Tarjei J. Svensen reports an extraordinary achievement for British chess:
British chess sensation WCM Bodhana Sivanandan made history today, scoring 10/10 to become England's first world youth champion in 25 years and complete a historic triple crown.
The eight-year-old prodigy is dominating the Girls Under 8 category of the World Cadet Championship in Egypt and clinched the title today with a round to spare.
And the story just gets more extraordinary. Bodhana already holds the rapid and blitz titles (for games played at faster speeds than in the tournament she has just won) in her age group, and in gaining these three titles she has won every single one of the 32 games she's played.
Even more remarkably than that, she won the British women's blitz title as the age of seven.
If you worry about there being separate titles for boys and girls, I think this is a genuine attempt to encourage female players when they are vastly outnumbered, whether for reasons of nature or nurture, by males in any tournament by males.

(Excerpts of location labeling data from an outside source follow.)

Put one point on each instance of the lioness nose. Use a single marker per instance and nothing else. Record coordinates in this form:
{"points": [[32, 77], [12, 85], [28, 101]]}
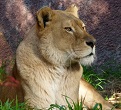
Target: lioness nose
{"points": [[91, 43]]}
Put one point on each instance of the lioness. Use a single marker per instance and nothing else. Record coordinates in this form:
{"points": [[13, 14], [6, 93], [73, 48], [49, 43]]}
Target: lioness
{"points": [[48, 60]]}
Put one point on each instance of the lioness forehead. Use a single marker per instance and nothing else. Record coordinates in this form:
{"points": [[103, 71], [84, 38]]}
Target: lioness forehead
{"points": [[66, 16]]}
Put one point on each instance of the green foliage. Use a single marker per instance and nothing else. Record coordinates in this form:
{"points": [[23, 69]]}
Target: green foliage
{"points": [[93, 78], [2, 72], [73, 106], [14, 105]]}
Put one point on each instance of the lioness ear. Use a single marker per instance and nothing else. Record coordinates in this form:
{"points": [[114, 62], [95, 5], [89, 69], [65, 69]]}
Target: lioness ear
{"points": [[73, 9], [44, 15]]}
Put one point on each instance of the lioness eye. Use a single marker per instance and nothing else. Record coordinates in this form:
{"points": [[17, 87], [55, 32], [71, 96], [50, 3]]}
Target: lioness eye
{"points": [[68, 28]]}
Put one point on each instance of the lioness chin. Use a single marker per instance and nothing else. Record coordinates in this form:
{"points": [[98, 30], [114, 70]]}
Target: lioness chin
{"points": [[48, 60]]}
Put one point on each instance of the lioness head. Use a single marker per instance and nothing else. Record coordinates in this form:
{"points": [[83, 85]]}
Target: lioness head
{"points": [[63, 37]]}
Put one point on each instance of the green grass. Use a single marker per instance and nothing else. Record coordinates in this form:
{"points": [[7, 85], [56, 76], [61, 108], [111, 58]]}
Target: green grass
{"points": [[99, 81]]}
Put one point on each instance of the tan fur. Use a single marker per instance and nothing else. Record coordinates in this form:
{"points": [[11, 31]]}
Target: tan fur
{"points": [[48, 60]]}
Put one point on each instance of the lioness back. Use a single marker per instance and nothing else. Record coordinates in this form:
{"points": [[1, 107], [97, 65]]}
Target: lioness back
{"points": [[48, 59]]}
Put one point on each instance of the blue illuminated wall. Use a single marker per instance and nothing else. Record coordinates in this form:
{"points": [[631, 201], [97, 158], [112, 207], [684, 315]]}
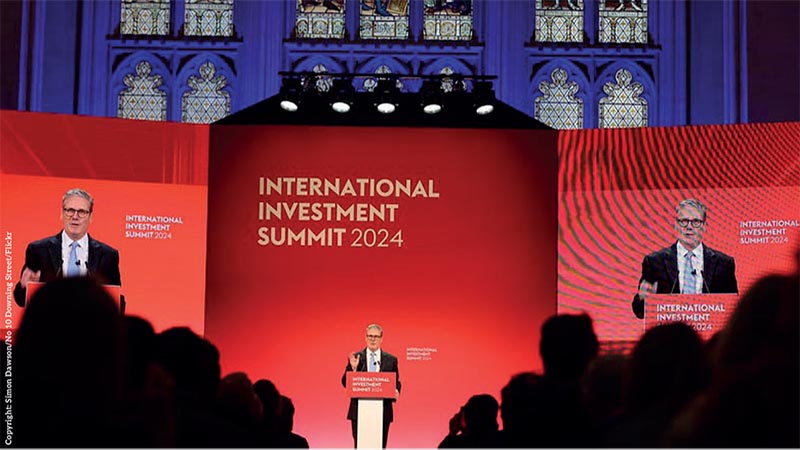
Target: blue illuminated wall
{"points": [[707, 61]]}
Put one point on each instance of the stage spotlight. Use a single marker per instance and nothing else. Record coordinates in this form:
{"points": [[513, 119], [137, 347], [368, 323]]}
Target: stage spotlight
{"points": [[386, 95], [291, 91], [484, 98], [431, 97], [343, 93]]}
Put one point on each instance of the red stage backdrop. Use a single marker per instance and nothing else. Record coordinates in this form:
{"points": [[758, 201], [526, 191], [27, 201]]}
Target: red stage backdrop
{"points": [[444, 237], [149, 184], [618, 190]]}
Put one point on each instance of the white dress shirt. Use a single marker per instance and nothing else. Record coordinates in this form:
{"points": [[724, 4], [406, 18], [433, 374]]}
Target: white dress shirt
{"points": [[697, 263], [82, 252]]}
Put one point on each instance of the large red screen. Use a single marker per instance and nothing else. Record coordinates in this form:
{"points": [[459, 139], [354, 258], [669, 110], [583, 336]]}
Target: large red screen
{"points": [[461, 298], [618, 190]]}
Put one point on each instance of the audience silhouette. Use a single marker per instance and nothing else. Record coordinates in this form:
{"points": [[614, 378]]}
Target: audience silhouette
{"points": [[475, 425]]}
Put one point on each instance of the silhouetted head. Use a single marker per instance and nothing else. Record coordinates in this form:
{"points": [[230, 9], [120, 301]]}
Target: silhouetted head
{"points": [[766, 324], [568, 343], [519, 398], [270, 398], [667, 367], [238, 400], [480, 413], [68, 367], [286, 415], [193, 362]]}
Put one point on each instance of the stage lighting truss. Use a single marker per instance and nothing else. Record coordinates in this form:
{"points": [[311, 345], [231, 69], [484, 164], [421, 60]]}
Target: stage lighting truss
{"points": [[435, 92], [343, 95], [291, 94]]}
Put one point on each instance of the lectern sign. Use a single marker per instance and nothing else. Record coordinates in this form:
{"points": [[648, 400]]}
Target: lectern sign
{"points": [[706, 313], [371, 384]]}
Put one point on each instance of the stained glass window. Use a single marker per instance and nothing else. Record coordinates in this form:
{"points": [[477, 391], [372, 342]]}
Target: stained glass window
{"points": [[384, 19], [145, 17], [208, 18], [557, 106], [142, 99], [448, 20], [449, 83], [623, 107], [559, 21], [207, 101], [320, 19], [623, 21]]}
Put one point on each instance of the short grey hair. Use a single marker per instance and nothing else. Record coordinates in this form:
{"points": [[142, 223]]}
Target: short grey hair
{"points": [[694, 203], [76, 192], [375, 326]]}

I don't know about junior chess, but at the British championship in Leicester this summer there was an open title and a women's title, with the best British women players opting to play in the open against the men.
But it may be significant that the strongest woman player ever is Judit Polgár, and her father never entered her in a girls-only tournament when she was young.
Anyway, you can see Bodhana in the video above. She is playing against Peter Lee, who was British champion in 1965.